Podemos falar de uma "culpa" das ciências humanas em diversos pontos lastimáveis da história e da sociedade atual?

Vejamos algumas citações:

"Um jornalista é um homem que sabe explicar aos outros o que ele próprio não entende." - Otto Maria Carpeaux (1967)


"A escola e a universidade deveriam servir para fazer entender que nenhum livro que fala de outro livro diz mais sobre o livro em questão; mas fazem de tudo para que se acredite no contrário." - Italo Calvino (1981)


"Interpretar as interpretações emprega mais trabalho do que interpretar os textos, e existem mais livros sobre livros do que sobre qualquer outro assunto: tudo o que fazemos é glosar uns aos outros. Há abundância de comentários, mas escassez de autores. Aprender a entender os entendidos se tornou o principal e mais celebrado aprendizado da nossa época; não reside nisso o fim último dos nossos estudos?" - Montaigne (1592)

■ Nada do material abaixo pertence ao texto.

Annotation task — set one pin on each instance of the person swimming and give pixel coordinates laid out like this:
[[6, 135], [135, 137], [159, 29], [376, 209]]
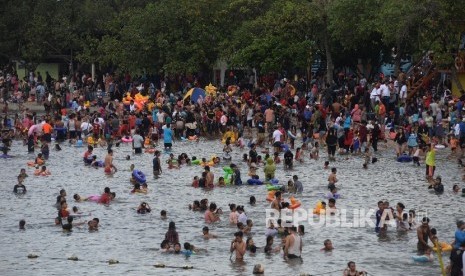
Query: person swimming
[[19, 188], [144, 208]]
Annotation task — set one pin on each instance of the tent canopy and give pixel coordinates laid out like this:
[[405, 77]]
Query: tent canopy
[[195, 94]]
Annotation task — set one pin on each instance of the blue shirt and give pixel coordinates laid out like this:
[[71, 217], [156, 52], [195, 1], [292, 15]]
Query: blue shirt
[[167, 135]]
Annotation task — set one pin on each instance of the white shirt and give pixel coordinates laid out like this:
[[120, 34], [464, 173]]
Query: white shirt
[[403, 92], [277, 136]]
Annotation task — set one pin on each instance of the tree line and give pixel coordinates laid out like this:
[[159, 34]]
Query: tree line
[[184, 36]]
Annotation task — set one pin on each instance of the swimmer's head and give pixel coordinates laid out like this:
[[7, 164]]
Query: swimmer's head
[[188, 246], [252, 200]]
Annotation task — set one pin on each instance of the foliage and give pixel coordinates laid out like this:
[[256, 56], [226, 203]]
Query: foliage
[[190, 36]]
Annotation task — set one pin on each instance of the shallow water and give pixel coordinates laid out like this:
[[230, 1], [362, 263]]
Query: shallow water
[[134, 239]]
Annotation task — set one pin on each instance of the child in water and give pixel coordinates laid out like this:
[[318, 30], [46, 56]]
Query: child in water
[[315, 152], [252, 170], [171, 162], [221, 182], [195, 182], [276, 159], [298, 155], [44, 149]]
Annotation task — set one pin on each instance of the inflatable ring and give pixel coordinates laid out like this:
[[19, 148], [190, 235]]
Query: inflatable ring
[[139, 176], [94, 198], [445, 247], [273, 187], [253, 181], [421, 259]]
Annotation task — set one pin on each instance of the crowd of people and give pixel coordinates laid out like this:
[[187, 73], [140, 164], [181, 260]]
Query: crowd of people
[[276, 118]]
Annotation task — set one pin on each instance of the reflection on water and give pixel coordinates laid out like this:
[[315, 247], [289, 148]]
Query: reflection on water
[[134, 239]]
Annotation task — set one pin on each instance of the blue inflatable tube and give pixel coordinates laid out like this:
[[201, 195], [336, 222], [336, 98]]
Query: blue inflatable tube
[[254, 182], [138, 176], [404, 158]]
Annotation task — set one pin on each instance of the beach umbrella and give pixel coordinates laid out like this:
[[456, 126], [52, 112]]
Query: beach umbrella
[[195, 94]]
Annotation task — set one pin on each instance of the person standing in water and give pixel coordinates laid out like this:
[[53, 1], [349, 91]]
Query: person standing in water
[[157, 165], [293, 245], [238, 245], [423, 234], [430, 162], [109, 163]]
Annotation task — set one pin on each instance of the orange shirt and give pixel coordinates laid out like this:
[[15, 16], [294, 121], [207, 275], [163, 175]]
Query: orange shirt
[[47, 128]]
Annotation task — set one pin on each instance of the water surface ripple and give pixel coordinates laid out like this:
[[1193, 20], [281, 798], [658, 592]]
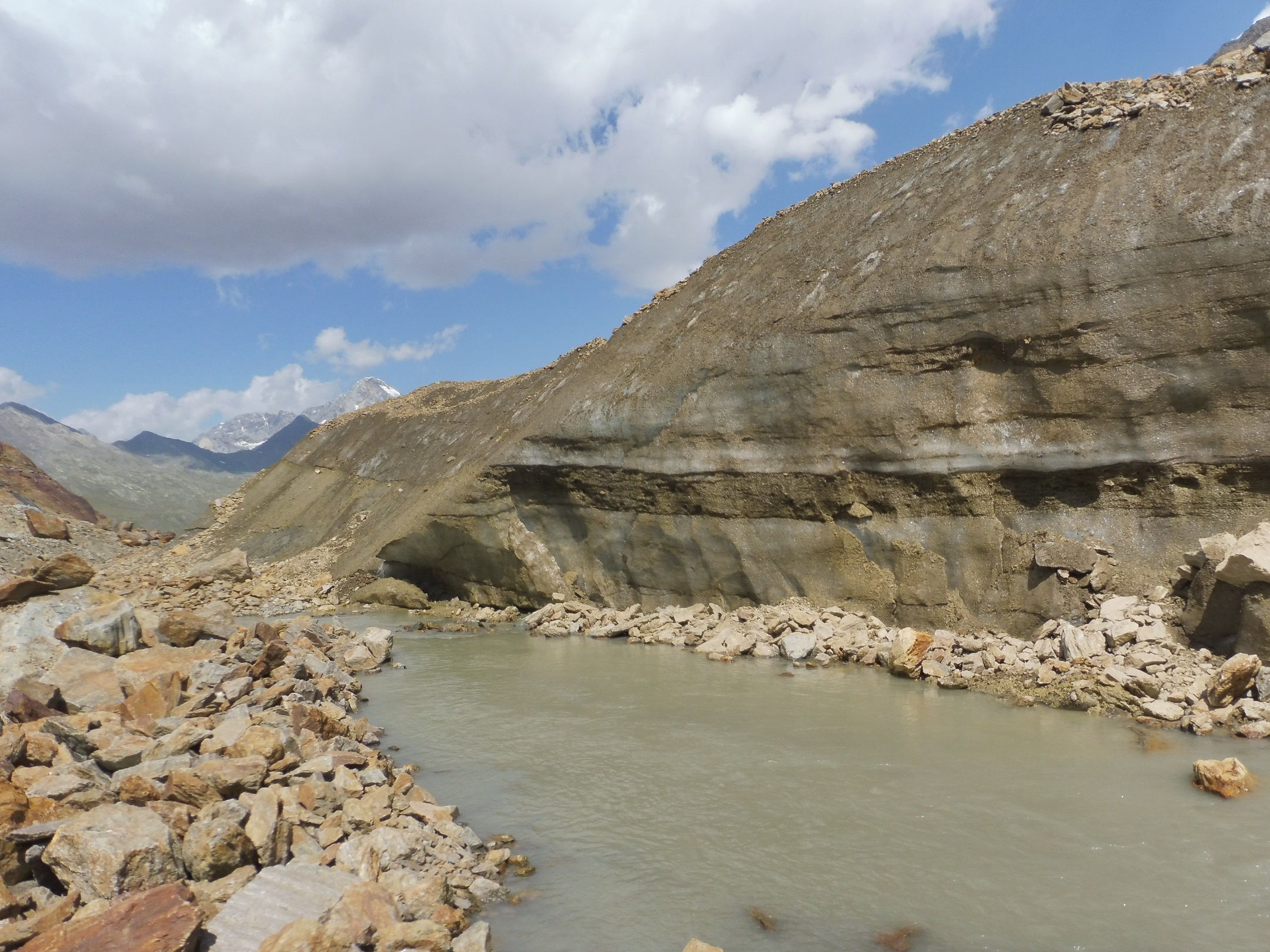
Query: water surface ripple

Antes do nível superior, os jovens saem do Ensino Médio, a maioria deles tendo estado muito mais ocupados com seus próprios hormônios, namoros, brigas, problemas familiares e insegurança quanto ao futuro do que com toda a carga de conhecimento que supostamente deveriam aprender. Mesmo um jovem realmente estudioso, se tiver interesse em aprender todas as disciplinas ministradas, não aprenderá nenhuma delas a não ser superficialmente, como qualquer graduado em ciências reconhece quando compara seu currículo de nível superior com aquele do Ensino Médio.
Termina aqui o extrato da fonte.